Mutation rate of SARS-CoV-2 and emergence of mutators during experimental evolution

Affiliations

Mutation rate of SARS-CoV-2 and emergence of mutators during experimental evolution

Massimo Amicone et al. Evol Med Public Health. .

Abstract

Background and objectives: To understand how organisms evolve, it is fundamental to study how mutations emerge and establish. Here, we estimated the rate of mutation accumulation of SARS-CoV-2 in vitro and investigated the repeatability of its evolution when facing a new cell type but no immune or drug pressures.

Methodology: We performed experimental evolution with two strains of SARS-CoV-2, one carrying the originally described spike protein (CoV-2-D) and another carrying the D614G mutation that has spread worldwide (CoV-2-G). After 15 passages in Vero cells and whole genome sequencing, we characterized the spectrum and rate of the emerging mutations and looked for evidences of selection across the genomes of both strains.

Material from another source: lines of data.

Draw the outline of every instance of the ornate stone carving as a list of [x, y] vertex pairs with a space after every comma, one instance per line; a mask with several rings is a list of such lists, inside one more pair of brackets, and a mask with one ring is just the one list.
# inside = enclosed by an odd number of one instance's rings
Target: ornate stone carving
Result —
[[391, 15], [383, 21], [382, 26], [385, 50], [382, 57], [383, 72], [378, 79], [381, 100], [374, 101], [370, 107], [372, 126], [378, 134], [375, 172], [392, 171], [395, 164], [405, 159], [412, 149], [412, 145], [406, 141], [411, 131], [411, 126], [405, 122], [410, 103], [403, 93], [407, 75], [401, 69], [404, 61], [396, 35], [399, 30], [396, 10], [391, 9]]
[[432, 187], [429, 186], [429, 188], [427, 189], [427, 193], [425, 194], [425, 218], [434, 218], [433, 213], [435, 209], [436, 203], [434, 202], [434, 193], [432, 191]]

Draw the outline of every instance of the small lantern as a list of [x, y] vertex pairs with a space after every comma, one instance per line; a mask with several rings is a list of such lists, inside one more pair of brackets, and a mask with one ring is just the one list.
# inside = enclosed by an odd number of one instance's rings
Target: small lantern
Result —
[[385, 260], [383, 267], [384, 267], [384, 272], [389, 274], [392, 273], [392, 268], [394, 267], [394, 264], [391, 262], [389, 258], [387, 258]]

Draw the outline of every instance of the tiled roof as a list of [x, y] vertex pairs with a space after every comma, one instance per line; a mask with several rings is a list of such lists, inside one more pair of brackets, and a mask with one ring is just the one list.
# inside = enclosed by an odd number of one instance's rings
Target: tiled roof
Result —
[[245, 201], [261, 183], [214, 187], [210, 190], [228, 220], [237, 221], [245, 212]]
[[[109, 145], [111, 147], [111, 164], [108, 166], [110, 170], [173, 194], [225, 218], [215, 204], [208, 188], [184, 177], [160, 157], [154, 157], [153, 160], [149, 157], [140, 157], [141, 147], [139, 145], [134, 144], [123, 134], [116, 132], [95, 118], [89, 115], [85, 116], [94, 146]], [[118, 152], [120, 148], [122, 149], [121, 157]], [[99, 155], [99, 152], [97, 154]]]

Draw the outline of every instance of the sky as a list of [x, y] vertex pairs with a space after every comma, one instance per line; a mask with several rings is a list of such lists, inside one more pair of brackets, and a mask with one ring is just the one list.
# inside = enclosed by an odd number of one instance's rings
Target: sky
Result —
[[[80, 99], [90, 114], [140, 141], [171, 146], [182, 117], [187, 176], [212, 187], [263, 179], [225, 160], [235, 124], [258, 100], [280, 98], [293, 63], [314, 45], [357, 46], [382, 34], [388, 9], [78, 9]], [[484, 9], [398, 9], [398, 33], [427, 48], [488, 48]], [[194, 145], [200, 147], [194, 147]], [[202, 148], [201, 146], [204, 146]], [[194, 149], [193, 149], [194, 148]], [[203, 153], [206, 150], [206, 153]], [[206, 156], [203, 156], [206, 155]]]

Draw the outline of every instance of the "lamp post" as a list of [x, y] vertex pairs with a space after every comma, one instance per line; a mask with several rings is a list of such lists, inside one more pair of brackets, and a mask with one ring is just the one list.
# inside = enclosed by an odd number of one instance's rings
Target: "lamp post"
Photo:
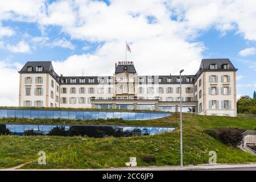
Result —
[[184, 71], [184, 69], [180, 71], [180, 168], [183, 167], [183, 151], [182, 146], [182, 110], [181, 110], [181, 73]]

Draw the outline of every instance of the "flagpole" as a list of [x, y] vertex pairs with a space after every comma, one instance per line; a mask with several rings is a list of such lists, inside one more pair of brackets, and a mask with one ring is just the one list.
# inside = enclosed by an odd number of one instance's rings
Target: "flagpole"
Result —
[[127, 61], [127, 41], [125, 42], [125, 61]]

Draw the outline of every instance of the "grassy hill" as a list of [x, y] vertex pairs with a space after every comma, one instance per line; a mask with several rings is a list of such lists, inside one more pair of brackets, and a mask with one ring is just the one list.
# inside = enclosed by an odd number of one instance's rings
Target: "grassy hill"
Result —
[[[151, 121], [136, 121], [137, 125], [179, 127], [178, 113]], [[127, 125], [133, 121], [116, 121]], [[96, 123], [97, 123], [96, 122]], [[102, 124], [102, 123], [101, 123]], [[109, 123], [108, 123], [109, 125]], [[183, 114], [184, 164], [208, 163], [208, 152], [217, 151], [218, 163], [256, 162], [256, 157], [227, 146], [204, 131], [216, 127], [253, 129], [255, 118], [202, 116]], [[138, 166], [179, 165], [179, 129], [172, 133], [128, 138], [90, 138], [81, 136], [0, 136], [0, 167], [6, 168], [31, 160], [24, 168], [98, 168], [123, 167], [130, 156], [137, 158]], [[47, 155], [47, 165], [37, 163], [38, 152]], [[156, 162], [147, 163], [141, 156], [154, 155]]]

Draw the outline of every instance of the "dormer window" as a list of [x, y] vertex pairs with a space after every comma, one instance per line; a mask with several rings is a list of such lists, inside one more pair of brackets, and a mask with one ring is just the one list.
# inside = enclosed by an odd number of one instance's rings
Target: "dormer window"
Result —
[[76, 78], [71, 78], [70, 79], [70, 82], [72, 84], [74, 84], [76, 82]]
[[89, 78], [89, 83], [94, 83], [94, 78]]
[[85, 83], [85, 78], [80, 78], [80, 83]]
[[192, 82], [192, 78], [191, 77], [186, 78], [186, 81], [187, 82]]
[[217, 64], [210, 64], [210, 69], [217, 69]]
[[32, 72], [32, 67], [27, 67], [27, 72]]
[[222, 69], [229, 69], [229, 65], [228, 64], [222, 64]]
[[62, 78], [61, 79], [61, 82], [63, 84], [67, 84], [68, 82], [68, 79], [66, 78]]
[[36, 71], [37, 72], [42, 72], [43, 71], [43, 67], [36, 67]]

Results: From the frequencies of the mutations accumulated, and excluding the genes with signals of selection, we estimate a spontaneous mutation rate of 1.3 × 10 -6 ± 0.2 × 10-6 per-base per-infection cycle (mean across both lineages of SARS-CoV-2 ± 2SEM). We further show that mutation accumulation is larger in the CoV-2-D lineage and heterogeneous along the genome, consistent with the action of positive selection on the spike protein, which accumulated five times more mutations than the corresponding genomic average. We also observe the emergence of mutators in the CoV-2-G background, likely linked to mutations in the RNA-dependent RNA polymerase and/or in the error-correcting exonuclease protein.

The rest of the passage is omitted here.